2014年9月30日火曜日

「十八史略(38)―重耳と驪姫(14)」

 重耳の一行は、曹の国に入った。
 曹の共公は軽薄な人物であった。

 「重耳は駢脅(へんきょう)という噂だが、是非見たいものだ」と家臣に言った。

駢脅とは、あばら骨が一枚のようになっており、強力無双の骨相である。相当に鍛錬した肉体といえる。

共公は無礼にも入浴中の重耳をぬすみ見した。当時の中国人は男同士でも裸を見られるのを嫌った。

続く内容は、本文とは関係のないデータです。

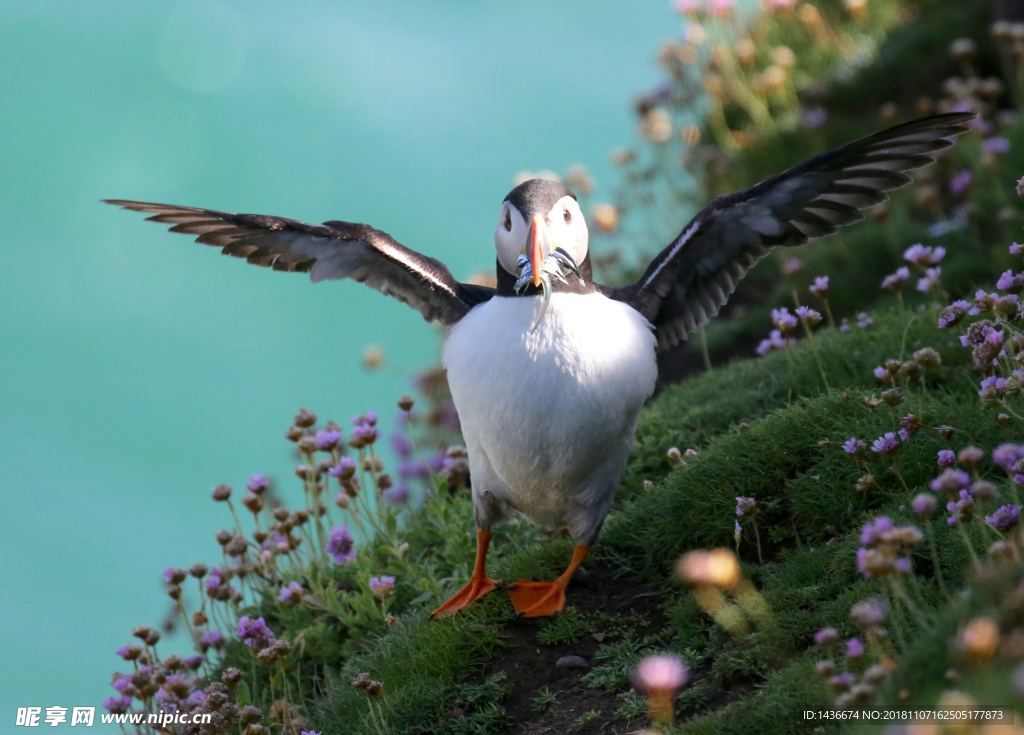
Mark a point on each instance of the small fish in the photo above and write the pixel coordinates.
(552, 266)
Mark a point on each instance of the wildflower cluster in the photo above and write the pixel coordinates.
(283, 569)
(926, 264)
(852, 671)
(995, 341)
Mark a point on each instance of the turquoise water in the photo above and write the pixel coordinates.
(140, 370)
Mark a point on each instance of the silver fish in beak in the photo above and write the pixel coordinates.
(539, 267)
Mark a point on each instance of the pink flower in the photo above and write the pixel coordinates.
(690, 7)
(719, 8)
(664, 673)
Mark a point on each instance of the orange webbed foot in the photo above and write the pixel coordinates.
(476, 588)
(538, 599)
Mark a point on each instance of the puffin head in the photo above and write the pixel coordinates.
(541, 234)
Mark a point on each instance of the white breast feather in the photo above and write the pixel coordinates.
(549, 416)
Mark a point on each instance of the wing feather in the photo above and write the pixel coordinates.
(333, 250)
(689, 282)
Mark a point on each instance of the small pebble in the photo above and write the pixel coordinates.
(571, 662)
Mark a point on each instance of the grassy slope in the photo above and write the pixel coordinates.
(765, 428)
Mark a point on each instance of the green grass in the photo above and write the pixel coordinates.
(765, 428)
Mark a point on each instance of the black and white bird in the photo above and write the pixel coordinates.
(549, 370)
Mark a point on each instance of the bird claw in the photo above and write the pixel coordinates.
(538, 599)
(476, 588)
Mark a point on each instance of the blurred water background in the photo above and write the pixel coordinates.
(140, 370)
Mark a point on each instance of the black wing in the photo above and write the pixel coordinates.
(687, 284)
(332, 250)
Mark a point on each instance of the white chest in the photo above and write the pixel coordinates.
(546, 408)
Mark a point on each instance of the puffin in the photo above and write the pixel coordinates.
(549, 370)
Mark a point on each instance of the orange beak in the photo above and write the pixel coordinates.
(536, 252)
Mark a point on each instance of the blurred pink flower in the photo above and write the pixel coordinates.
(663, 673)
(719, 8)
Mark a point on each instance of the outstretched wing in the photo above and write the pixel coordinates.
(332, 250)
(687, 284)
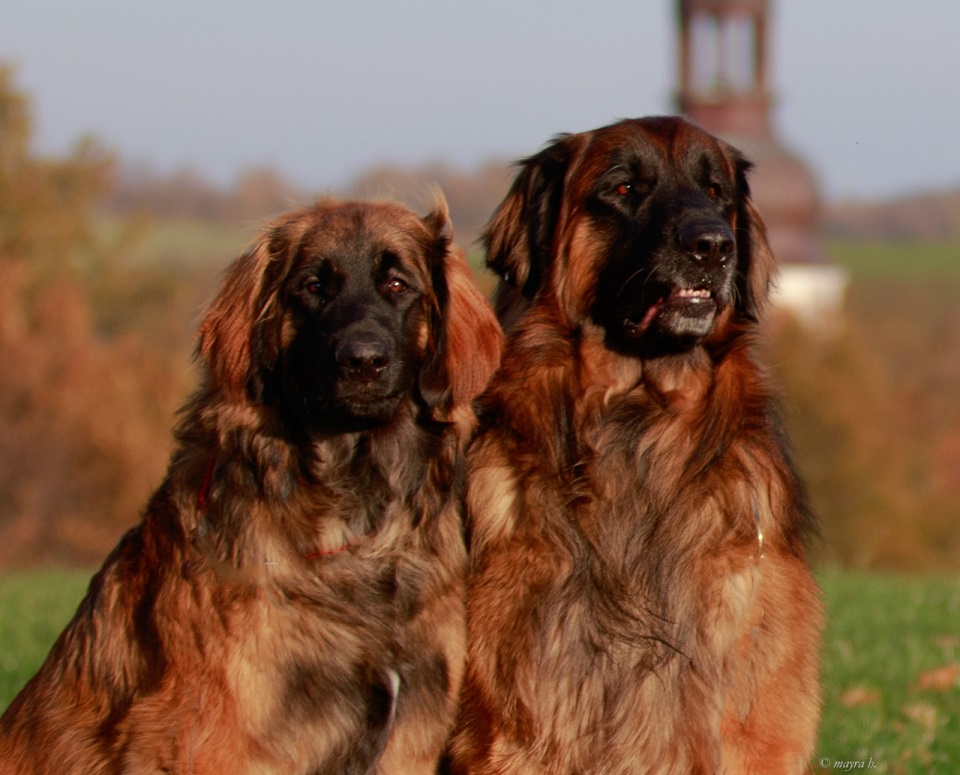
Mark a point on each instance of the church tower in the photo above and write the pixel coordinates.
(724, 87)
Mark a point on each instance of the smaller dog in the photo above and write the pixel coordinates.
(292, 601)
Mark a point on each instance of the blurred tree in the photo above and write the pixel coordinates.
(85, 417)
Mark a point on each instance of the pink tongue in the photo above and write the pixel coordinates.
(652, 312)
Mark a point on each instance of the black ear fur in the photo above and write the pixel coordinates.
(434, 382)
(519, 236)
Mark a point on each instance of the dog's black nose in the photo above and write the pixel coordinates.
(712, 242)
(362, 355)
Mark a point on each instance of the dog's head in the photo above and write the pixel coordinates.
(644, 227)
(340, 313)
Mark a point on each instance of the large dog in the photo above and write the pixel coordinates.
(292, 601)
(640, 600)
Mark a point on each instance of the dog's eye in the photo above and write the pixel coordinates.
(396, 285)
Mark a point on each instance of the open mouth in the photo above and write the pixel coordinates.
(682, 303)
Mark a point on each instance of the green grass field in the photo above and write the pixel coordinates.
(904, 261)
(891, 663)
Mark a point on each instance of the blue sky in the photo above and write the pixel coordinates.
(867, 91)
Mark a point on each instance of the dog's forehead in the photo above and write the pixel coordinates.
(353, 231)
(658, 140)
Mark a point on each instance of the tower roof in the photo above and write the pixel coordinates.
(723, 88)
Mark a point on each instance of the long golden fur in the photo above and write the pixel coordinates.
(639, 600)
(292, 601)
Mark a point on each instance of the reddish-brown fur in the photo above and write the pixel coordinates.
(639, 600)
(283, 584)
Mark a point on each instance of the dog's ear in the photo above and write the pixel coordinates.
(465, 340)
(239, 338)
(519, 236)
(755, 261)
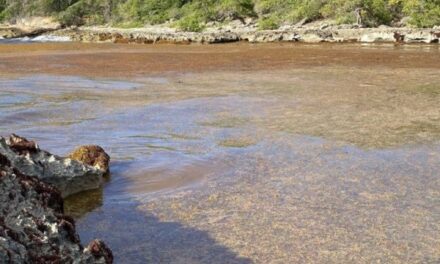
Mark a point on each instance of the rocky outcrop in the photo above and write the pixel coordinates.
(29, 27)
(33, 228)
(67, 175)
(249, 33)
(92, 155)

このことを知った曹の大臣の釐負羇(きふき)は、ひそかに食べ物を持参して、主人の無礼を詫びた。

食器には宝玉がしのばせてあった。

しかし、重耳は食べ物だけを受け取り、宝玉は返した。

 「やはり、宝玉は受け取っていただけませんか」
と、釐負羇は肩を落とした。

 重耳一行は、曹を去り、宋に入った。現在の河南省商丘市のあたりであろう。

 宋の太守の襄公は稀有な人物であった。

 重耳が宋に入る前に宋は楚と泓水で戦って敗れた。

 楚が軍勢も整えず、宋を舐めきって河を渡り始めたときに、宋の公子の目夷が、

「敵は大軍、こちらは少勢、いまこそ敵を撃つ絶好の機会です」と進言したが、襄公は

「それはいけない。相手はまだ軍を整えていない。いま襲うのは卑怯である」

と、楚軍が体勢を整えて、河を渡りきってから、戦ったために宋軍は大敗した。

 これを「宋襄の仁」というが、無益の情け、時宜を得ていない憐れみ、つまらない仁のことをいう。後世のひとは戦争に仁義などあるものかと笑うが、宋は周によって滅ぼされた殷の遺民に、お情けで与えられた国であったために、とくに「仁義」を尊重した。

宋は重耳一行にも丁重にもてなしてくれたが、泓水の戦いで破れ、国は疲弊のどん底にあったために重耳への後援はできなかった。